Frequently Asked Questions
What is an AI readiness assessment?
A structured evaluation of whether a business can get real value from AI, scored across five dimensions: workflow clarity, data condition, tool connectivity, ownership, and a measurable baseline. It identifies gaps before money gets spent, which is the entire point.
How do you assess AI readiness in a small business?
Score the five dimensions honestly: are your workflows documented, is your data accessible and clean enough to use, can your tools connect to anything, does someone own the initiative, and do you have a baseline metric to measure improvement against. The 10-question quiz above produces a working score in five minutes.
What score means a business is ready for AI?
On this assessment's 30-point scale, 18 and above means pilot-ready: pick one narrow workflow and run a measured pilot. Below 18, the highest-return move is fixing the weakest dimension first, usually workflow documentation or data condition, before buying anything.
Why do most SMB AI projects fail?
Rarely because the AI was bad. The recurring causes are undocumented workflows, messy or trapped data, no named owner, tools that cannot integrate, and no baseline metric, which makes success unprovable. Every one of those is a readiness gap, not a technology gap.
How long does an AI readiness assessment take?
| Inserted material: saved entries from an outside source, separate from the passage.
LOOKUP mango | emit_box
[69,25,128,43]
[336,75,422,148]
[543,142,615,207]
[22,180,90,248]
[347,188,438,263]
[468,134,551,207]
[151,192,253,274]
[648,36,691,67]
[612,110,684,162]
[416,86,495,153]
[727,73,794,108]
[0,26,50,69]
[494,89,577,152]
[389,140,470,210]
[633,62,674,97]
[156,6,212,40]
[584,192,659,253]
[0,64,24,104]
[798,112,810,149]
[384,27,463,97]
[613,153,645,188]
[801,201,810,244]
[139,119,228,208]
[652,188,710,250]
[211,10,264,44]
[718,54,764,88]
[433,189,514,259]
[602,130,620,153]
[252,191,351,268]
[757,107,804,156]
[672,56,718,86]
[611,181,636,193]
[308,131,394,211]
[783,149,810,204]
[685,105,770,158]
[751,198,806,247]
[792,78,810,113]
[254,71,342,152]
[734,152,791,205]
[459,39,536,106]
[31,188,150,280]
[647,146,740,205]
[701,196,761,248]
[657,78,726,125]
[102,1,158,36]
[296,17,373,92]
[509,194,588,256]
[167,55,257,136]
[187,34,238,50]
The self-assessment version takes minutes. A professional assessment of a small business, including workflow mapping, data review, and a prioritized pilot recommendation, typically runs two to four weeks. Enterprise versions run longer, but SMBs should not need them.
Should a small business hire someone for AI readiness?
If the self-assessment scores pilot-ready and the use case is narrow, run the pilot yourself with a baseline metric. Bring in outside help when workflows need mapping, data needs untangling, or nobody internal can own the work: those gaps compound quietly and stall everything downstream.